Reporter: Ghina Ghaliya Quddus | Editor: Yudho Winarto
JAKARTA. Defisit anggaran tahun ini diprediksi melebar. Dalam nota keuangan yang disampaikan pemerintah kepada DPR, pemerintah mematok defisit anggaran dalam Rancangan Anggaran Pendapatan dan Belanja Negara Perubahan (RAPBN-P) 2017 mencapai Rp 397,2 triliun atau 2,92% dari Produk Domestik Bruto (PDB) dengan asumsi belanja kementerian dan lembaga bisa mencapai 100%.
Namun, dengan telah memperhitungkan anggaran yang tidak terserap secara alamiah, defisit anggaran tahun ini diperkirakan mencapai Rp 362,9 triliun atau 2,67% dari PDB. Persoalannya, defisit yang melebar ini diikuti dengan kenaikan anggaran subsidi energi yang diusulkan naik sebesar Rp 25,8 triliun menjadi Rp 103,1 triliun dalam RAPBN-P 2017.
Adapun defisit ini memperhitungkan adanya penurunan target penerimaan perpajakan sebesar Rp 50 triliun menjadi Rp 1.458,9 triliun dari target APBN 2017 yang sebesar Rp 1.498,9 triliun. Hal ini lantaran realisasi penerimaan perpajakan di semester I 2017 hanya sebesar Rp 571,9 triliun atau hanya atau 38,2% dari target.
Ekonom yang juga mantan Menteri Keuangan Muhammad Chatib Basri bilang, bila memandang dari angkanya saja, yakni 2,67% dari PDB, perkiraan defisit anggaran ini tidak perlu dikhawatirkan. Namun, bila melihat kualitas belanjanya, maka angka ini patut diwaspadai.
“2,67% dari PDB masih oke. Dari segi angka tidak petlu khawatir, tapi kualitas belanjanya harus khawatir. Persoalannya, defisit melebar bukan karena belanja produktifnya naik,” katanya kepada KONTAN, Minggu (9/7).

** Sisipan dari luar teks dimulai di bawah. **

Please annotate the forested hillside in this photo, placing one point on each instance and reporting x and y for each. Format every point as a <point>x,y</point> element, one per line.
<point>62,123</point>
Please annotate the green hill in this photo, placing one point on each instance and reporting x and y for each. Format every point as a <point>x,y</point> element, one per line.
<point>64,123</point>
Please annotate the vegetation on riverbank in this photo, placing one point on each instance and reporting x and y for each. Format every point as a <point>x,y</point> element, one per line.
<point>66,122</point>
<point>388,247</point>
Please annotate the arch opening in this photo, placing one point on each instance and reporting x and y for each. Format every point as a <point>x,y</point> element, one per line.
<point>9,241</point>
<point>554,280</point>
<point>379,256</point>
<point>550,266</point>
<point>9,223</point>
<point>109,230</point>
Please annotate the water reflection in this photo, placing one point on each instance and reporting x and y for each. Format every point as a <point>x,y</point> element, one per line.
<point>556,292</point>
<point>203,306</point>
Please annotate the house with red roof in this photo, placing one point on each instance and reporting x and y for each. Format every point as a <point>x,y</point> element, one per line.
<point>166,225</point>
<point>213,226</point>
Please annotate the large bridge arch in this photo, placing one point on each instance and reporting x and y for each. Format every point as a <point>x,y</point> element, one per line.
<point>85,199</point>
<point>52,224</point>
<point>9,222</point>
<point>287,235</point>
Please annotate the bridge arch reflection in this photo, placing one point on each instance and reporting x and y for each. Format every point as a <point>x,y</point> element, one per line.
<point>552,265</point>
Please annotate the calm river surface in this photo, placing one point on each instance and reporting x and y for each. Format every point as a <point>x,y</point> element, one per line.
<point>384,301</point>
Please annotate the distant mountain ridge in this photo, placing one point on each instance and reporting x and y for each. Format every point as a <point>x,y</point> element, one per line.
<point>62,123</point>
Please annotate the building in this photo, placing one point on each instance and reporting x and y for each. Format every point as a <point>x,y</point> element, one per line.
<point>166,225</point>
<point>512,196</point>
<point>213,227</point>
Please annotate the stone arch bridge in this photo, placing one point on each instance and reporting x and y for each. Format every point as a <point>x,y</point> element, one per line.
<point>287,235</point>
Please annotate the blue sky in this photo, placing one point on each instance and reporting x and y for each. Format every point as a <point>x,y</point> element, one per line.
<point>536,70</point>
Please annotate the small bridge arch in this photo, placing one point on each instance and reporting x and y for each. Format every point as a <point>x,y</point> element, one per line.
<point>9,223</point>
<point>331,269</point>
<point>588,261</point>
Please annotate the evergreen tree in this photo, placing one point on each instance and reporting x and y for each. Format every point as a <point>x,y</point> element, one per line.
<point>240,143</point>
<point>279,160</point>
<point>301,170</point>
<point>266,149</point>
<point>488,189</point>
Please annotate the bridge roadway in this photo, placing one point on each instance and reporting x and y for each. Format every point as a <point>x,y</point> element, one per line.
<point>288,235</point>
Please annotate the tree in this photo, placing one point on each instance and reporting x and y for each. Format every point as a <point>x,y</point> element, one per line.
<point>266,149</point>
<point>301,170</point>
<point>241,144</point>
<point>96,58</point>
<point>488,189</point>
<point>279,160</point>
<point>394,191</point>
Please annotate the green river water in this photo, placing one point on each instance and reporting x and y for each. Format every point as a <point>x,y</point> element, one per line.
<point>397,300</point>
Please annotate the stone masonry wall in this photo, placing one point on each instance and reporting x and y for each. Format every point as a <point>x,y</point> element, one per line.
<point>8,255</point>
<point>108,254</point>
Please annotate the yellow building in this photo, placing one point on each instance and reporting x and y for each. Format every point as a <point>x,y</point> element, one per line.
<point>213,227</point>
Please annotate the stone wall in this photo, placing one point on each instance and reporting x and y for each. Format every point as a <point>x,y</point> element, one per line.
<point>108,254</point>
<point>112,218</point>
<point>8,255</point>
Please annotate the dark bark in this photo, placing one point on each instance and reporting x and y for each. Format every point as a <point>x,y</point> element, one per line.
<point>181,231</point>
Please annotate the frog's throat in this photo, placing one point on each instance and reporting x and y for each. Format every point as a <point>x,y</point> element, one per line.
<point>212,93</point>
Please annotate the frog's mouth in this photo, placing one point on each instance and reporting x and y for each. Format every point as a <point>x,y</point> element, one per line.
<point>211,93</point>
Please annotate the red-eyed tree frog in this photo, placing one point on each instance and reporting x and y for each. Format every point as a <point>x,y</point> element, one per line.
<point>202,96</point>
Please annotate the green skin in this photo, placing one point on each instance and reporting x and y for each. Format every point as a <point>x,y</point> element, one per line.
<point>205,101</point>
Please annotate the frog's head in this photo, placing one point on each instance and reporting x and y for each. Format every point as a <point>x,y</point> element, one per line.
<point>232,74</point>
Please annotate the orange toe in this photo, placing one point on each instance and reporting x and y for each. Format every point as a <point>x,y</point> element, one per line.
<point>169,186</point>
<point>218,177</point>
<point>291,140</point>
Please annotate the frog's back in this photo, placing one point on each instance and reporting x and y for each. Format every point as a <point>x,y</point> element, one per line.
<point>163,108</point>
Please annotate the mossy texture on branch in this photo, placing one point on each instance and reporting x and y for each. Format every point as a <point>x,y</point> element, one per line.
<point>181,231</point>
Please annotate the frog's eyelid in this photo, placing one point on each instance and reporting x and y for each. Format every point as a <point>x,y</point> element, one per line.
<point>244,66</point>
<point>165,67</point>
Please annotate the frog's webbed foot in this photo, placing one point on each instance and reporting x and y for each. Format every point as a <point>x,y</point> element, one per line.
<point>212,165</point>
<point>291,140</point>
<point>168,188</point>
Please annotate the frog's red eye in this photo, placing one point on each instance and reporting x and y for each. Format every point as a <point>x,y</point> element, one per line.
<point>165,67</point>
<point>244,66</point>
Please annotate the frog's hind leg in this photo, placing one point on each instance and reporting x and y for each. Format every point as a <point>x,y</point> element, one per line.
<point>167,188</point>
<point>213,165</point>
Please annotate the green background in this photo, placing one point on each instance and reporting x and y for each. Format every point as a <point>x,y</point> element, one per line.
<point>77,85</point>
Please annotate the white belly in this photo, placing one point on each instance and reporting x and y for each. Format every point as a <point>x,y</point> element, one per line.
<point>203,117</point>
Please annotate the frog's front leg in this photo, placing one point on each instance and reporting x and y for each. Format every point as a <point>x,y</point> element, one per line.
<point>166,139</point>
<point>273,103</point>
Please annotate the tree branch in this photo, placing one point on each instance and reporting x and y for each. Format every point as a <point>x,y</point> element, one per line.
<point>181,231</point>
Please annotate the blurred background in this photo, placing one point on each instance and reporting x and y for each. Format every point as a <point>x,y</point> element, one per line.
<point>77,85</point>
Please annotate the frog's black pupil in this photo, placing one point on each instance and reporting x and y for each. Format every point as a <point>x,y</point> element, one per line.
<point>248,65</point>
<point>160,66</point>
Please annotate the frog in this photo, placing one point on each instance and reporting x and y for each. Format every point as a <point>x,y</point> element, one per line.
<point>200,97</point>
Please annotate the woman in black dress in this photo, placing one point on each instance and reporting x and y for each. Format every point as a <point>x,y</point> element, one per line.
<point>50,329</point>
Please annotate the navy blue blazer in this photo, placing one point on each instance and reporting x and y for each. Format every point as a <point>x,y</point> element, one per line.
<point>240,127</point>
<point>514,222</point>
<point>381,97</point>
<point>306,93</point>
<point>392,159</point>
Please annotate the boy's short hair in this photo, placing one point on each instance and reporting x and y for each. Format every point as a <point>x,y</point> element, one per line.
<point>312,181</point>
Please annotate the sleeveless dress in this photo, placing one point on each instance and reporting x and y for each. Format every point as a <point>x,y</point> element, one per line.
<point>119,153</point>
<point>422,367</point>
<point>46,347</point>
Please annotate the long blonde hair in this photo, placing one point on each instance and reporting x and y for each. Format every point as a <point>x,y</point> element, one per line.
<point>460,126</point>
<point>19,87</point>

Menurut Chatib, turunnya penerimaan perpajakan dan naiknya subsidi energi membuat fiskal membengkak meski pada saat yang sama, ada penghematan pada belanja barang Kementerian/Lembaga sebesar Rp 16 triliun. Itu berarti, penyebab dari defisit yang melebar bukan belanja pemerintah, melainkan pajak dan subsidi. Akibatknya, postur fiskal kurang produktif.
“Penerimaan perpajakan meleset Rp 50 triliun, di sisi lain pemerintah akan menambah utang Rp 33 triliun dari penerbitan SBN. Artinya, di sisi penerimaan kurang Rp 50 triliun, di sisi spending kurang Rp 33 trilun. Dengan begitu, kiri-kanan sekitar Rp 83 triliun. Ini karena perpajakan tidak tercapai, ekonomi lemah dan komoditas masih jelek. Di sisi lain, subsidinya naik,” jelasnya.
Ekonom Institute for Development of Economics and Finance (Indef) Bhima Yudhistira Adhinegara sependapat. Menurutnya, angka defisit 2,67% dari PDB merupakan angka yang aman. Namun, melihat kepada sebabnya, ia merasa perlu ada kekhawatiran.
“Perlu belajar dari pengalaman pada tahun 2015 lalu di mana defisit ditargetkan 1,9% dan realisasi tembus 2,8%,” ujar dia.
Permasalahan saat ini menurut Bhima adalah defisit bengkak karena tambahan subsidi BBM, elpiji 3 kilogram, listrik, serta bantuan sosial. Anggaran perlindungan sosial sendiri naik menjadi Rp 159,8 triliun atau naik 1,14% dibanding APBN 2017.